While in KCL has suffered a very bad bout of diarrhoea and sickness and his Neutrophils are not coming up like last time. He has now fallen into a deep depression and said to me “I think they have broken me this time and I’m not sure they can fix me”
He has now been home for 3 weeks and although the depression has passed he now suffers from really bad OCD and he’s really stressed I have suggested a counsellor but all he says is that it’s not the right time because if his numbers were higher he wouldn’t feel this bad and whilst I get that I’m not convinced.
He is due to have his SCT at the end of August and I know the magical time is 100 days (which will take us to Christmas) I just think he is gonna get worse.
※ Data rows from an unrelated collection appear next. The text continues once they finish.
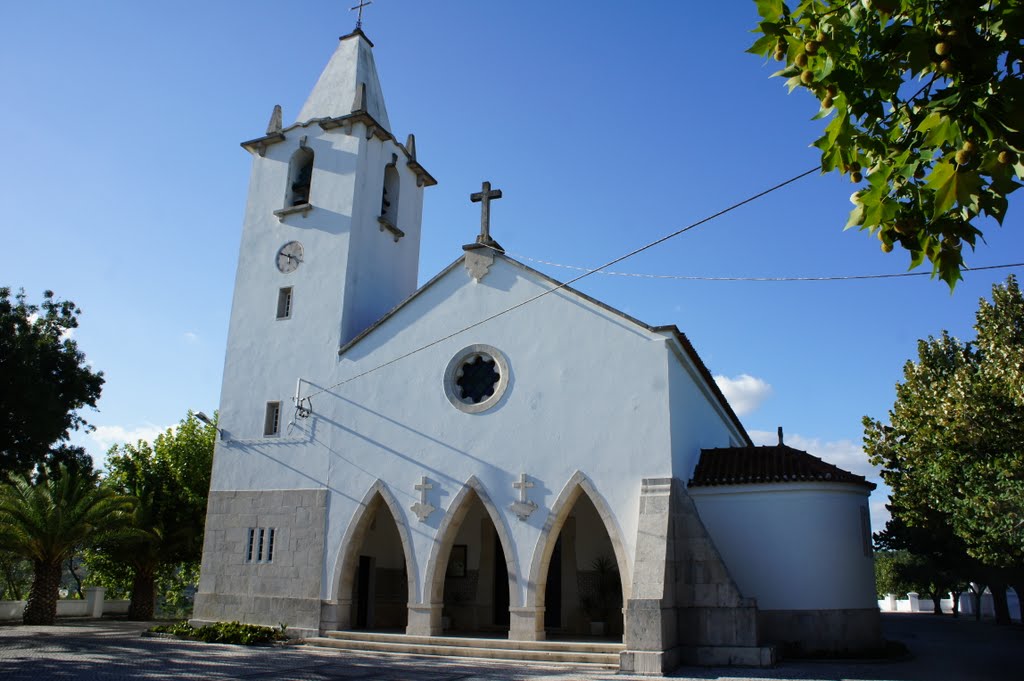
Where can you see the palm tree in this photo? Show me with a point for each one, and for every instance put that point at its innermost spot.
(45, 518)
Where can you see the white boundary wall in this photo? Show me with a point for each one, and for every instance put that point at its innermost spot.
(915, 603)
(94, 605)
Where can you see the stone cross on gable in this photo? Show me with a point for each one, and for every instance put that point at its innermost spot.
(484, 197)
(522, 485)
(422, 508)
(523, 508)
(358, 17)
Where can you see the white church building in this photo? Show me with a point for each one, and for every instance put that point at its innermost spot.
(474, 458)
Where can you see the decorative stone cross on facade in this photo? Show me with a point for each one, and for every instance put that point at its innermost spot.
(523, 508)
(358, 17)
(484, 197)
(422, 508)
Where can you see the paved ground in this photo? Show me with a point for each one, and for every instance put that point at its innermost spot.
(941, 648)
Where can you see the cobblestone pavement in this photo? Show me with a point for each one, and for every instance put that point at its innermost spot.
(940, 648)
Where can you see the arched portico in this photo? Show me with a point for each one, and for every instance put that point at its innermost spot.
(578, 485)
(377, 499)
(427, 616)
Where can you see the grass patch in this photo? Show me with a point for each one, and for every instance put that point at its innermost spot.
(224, 632)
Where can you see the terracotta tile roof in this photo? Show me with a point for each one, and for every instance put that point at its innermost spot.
(760, 465)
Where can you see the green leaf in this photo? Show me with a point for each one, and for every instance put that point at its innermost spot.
(942, 180)
(763, 46)
(770, 10)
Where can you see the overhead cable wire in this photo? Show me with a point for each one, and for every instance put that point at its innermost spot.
(563, 285)
(695, 278)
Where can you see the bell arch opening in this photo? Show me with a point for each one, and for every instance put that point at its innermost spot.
(300, 177)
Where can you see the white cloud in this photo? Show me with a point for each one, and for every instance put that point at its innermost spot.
(744, 392)
(107, 436)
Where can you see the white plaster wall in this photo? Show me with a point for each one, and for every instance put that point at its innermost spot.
(265, 355)
(698, 420)
(334, 92)
(381, 272)
(588, 391)
(796, 546)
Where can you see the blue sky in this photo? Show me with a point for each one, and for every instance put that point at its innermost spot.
(605, 124)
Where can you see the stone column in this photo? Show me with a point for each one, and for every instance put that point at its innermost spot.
(336, 614)
(424, 620)
(526, 624)
(94, 601)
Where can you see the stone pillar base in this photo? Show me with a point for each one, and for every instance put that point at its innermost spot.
(649, 663)
(526, 624)
(424, 620)
(336, 614)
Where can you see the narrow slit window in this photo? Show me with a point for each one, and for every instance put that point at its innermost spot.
(285, 303)
(271, 422)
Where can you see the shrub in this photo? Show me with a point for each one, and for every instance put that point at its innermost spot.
(225, 632)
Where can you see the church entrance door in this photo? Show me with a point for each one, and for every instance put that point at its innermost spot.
(380, 591)
(476, 580)
(583, 591)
So here’s where I need help, I need support for myself in how best to get him through this is there someone who would be willing to talk to me who has been through the same and come out the other side either by message or email or phone TIA 
️
Hi ValerieJ1999 and a warm welcome to this corner of the Community although I am always sorry to see folks joining us. I am Mike and I help out around our various Blood Cancer groups as well as our dedicated Stem cell transplant group.
I don’t have AML but I was diagnosed back in 1999 with a rare, incurable type of NHL Stage 4a so although my Blood Cancer ‘type’ is different I have had two Allo (donor) SCTs so I appreciate the challenges of this journey very well.
Could I suggest you join our Stem cell transplant group, set up a post and copy and paste the text from this post into that post.
There are a number of folks, some with AML who have had their SCTs in the past year or so, this is a good place to talk with folks who have had SCT or family who have support family.
I will keep an eye open for you in the group.